Starting on their ML journeys, companies often tend to focus initially on building a data science team for developing sophisticated ML models to extract critical business insights from data. However, lasting business value, and ROI, come from getting the solution to the next stage: validated, scaled, and deployed to production, monitored and optimized post-deployment. It is in these stages of the lifecycle most companies have difficulty.
Companies wishing to take advantage of the tremendous gains that are happening in the field of ML should encourage rapid adoption of MLOps—a set of principles, and practices for a rapid ML lifecycle.
Machine Learning Maturity Journey
In traditional software engineering, a set of principles and practices collectively called DevOps allows rapid, repetitive, and reliable releases, and unites development, deployment, and operational monitoring. These practices include code versioning, incremental releases, testing automation, integration and delivery, and operational monitoring.

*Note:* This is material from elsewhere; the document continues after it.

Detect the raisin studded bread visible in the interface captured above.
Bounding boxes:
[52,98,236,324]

DevOps has been successfully employed in SaaS businesses and is considered a best practice for several years.
A similar set of practices for ML deployment would enable organizations to:
Quickly deploy and test new models.
Compare impacts of changes to models.
Reproduce and retrace important model-driven business decisions.
Rapidly rollback to earlier models if issues are found in a recent deployment.
Retrain models when new data sets become available.
Address questions surrounding model security, privacy, and bias.
An ML system can comprise a large and complex infrastructure, with cross-functional responsibilities spanning multiple teams, as shown in this diagram (Adapted from this Google paper: MLOps: Continuous delivery and automation pipelines in machine learning):
Organizations will have to iteratively evolve and mature the stages of the ML lifecycle based on the nature of the business problem being addressed, with more and more automation achieved across the stages, like the one shown below.
The situations applicable to each stage of the maturity journey are:
MLOps Level 0
For organizations starting on their ML journey, requiring infrequent deployment of models to production, may be only a few times in a year. At this stage, these organizations will have a small team of data scientists working individually on small datasets which are slow to change, manually deploying the models to production.
MLOps Level 1
For organizations with some experience in applying ML to business problems, requiring models to be trained and deployed more frequently, possibly monthly. At this level of maturity, the ML pipeline stage is automated while the testing and deployment of the models can still be manual. For such organizations, data scientists focus on model development, while the automation is handled by a separate team.
MLOps Level 2
For organizations dealing with rapidly changing web-scale datasets, daily if not hourly, it becomes necessary to be at this level, to allow for continuous retraining and deployment of ML models to multiple nodes or servers. At Level 2 maturity, the ML lifecycle activities will be spread across multiple teams responsible for data engineering, model experimentation and development, deployment, and monitoring.
Tools for MLOps
There is a wide choice of tools and technologies available for enabling MLOps in enterprise and software companies. All major public cloud providers offer a wide coverage of MLOps features which may be sufficient for most organizations—AWS SageMaker from Amazon AWS, Azure ML from Microsoft Azure, and Google AI Platform from Google Cloud.
There are numerous cloud-agnostic MLOps tools as well, ranging from fully free and open-source to subscription based. A few of the well-known are: Kubeflow, DVC, Apache Airflow, MLflow, and Seldon. Most organizations will need a combination of different tools for end-to-end lifecycle automation.
Conclusion
For organizations to advance their ML capabilities and enable agility, reproducibility, auditability, and maintainability of their ML models, it is becoming increasingly necessary to incorporate MLOps practices. Thinking in terms of MLOps maturity levels can help assess the current state of the practice and create a roadmap for alignment with the strategic objectives of the business.